Link Search Menu Expand Document

Data Management Planning Checklist

The following are questions that can assist in developing a strong data management plan. Not all questions may apply to your project.

Describing Your Expected Data:

  • What datasets are expected to be produced from the project? Include both raw data and processed data and any anticipated derivative applications or models.
  • What form(s) and format(s) are the data in?
  • What consistent naming methods are being used for data files or folders?
  • Has any data in the set been collected from other sources, a.k.a. third-parties? If so, have you cleared any copyright concerns to use and re-publish this data?
  • What specific tools or software are needed to view, process, or visualize the data? Is any proprietary software needed?”
  • Who owns the data?
  • Who is responsible for managing the data?
  • Who will have access to the data during the project?

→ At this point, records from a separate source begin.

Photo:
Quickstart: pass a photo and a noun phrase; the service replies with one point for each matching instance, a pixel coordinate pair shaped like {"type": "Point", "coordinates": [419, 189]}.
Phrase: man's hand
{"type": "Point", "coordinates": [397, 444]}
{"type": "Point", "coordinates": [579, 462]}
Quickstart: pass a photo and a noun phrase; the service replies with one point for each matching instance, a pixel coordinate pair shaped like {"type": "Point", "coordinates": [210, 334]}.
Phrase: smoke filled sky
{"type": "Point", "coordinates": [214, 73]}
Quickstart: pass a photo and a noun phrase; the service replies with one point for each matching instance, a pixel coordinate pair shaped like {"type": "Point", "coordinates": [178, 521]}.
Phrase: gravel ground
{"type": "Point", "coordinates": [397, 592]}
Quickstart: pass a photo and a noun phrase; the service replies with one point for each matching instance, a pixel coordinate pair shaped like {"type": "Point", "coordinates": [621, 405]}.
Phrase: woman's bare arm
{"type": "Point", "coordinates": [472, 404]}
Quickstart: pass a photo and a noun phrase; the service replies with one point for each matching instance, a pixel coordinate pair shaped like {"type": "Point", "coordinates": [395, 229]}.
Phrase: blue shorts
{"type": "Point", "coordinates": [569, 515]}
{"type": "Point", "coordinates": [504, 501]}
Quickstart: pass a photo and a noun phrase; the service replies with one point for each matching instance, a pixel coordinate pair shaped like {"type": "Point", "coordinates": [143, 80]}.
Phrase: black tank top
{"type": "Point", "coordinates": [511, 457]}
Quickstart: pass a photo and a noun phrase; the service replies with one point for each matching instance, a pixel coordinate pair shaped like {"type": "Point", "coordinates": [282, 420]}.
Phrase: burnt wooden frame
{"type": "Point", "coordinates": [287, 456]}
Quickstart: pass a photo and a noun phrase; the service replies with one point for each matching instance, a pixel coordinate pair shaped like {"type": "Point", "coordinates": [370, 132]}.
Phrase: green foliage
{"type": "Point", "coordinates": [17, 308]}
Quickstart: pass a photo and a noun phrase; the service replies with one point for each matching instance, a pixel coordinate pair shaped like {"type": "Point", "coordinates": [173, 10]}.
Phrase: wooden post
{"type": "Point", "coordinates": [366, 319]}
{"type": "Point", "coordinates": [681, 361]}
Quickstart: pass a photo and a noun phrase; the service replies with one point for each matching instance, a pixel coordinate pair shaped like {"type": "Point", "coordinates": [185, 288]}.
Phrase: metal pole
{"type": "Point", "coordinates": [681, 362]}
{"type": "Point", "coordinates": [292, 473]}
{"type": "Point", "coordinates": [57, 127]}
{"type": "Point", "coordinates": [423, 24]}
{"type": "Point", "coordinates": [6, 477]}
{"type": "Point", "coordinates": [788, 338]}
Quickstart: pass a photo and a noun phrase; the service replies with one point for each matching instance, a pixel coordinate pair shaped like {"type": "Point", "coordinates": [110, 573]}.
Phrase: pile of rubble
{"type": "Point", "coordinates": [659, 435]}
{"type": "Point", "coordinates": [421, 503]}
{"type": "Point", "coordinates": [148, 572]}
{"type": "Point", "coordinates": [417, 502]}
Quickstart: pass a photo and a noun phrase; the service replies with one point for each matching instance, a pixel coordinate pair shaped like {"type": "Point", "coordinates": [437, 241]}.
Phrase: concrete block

Enabling Discovery of Your Data:

  • Who will be responsible for documenting the data (creating the metadata)?
  • What standards will be used for the metadata (e.g. XML-based like EML, Dublin Core)?
  • Have you used any formal specialized vocabularies, code lists, thesauri, or taxonomies (e.g. phylogenetic taxonomies, ISO topics)?
  • Have you used any customized abbreviations or shorthand? Are they explained in full in the data documentation?

Enabling Long-term Storage of Your Data:

  • Where will the data be stored during the project?
  • What backup measures will be implemented?
  • Where will the data be archived for long-term storage?
  • Will you expect to alter or update archived data, or is it permanently finished once archived?
  • How long should the data be stored by an archive or repository?
  • How large is the dataset, and if relevant, what is its anticipated rate of growth? (e.g. MB/year)

Enabling Sharing of Your Data:

  • How should the data be made accessible?
  • Who are the potential audiences for the data?
  • How could the data be re-used and re-purposed?
  • Does the dataset include any sensitive information subject to confidentiality concerns?
  • If possible, describe any required or special measures required by funders, lab, or IRB.
  • Will the data be collected in the United States or other? If so, where?
  • Do the data have unique identifiers?

Enabling Citation of Your Data:

  • What publications, discoveries, or further datasets have resulted from the data?
  • Who will receive credit for authoring the data? In what order, if any, should the authors be given?
  • What organizational name should be referenced in citing the data?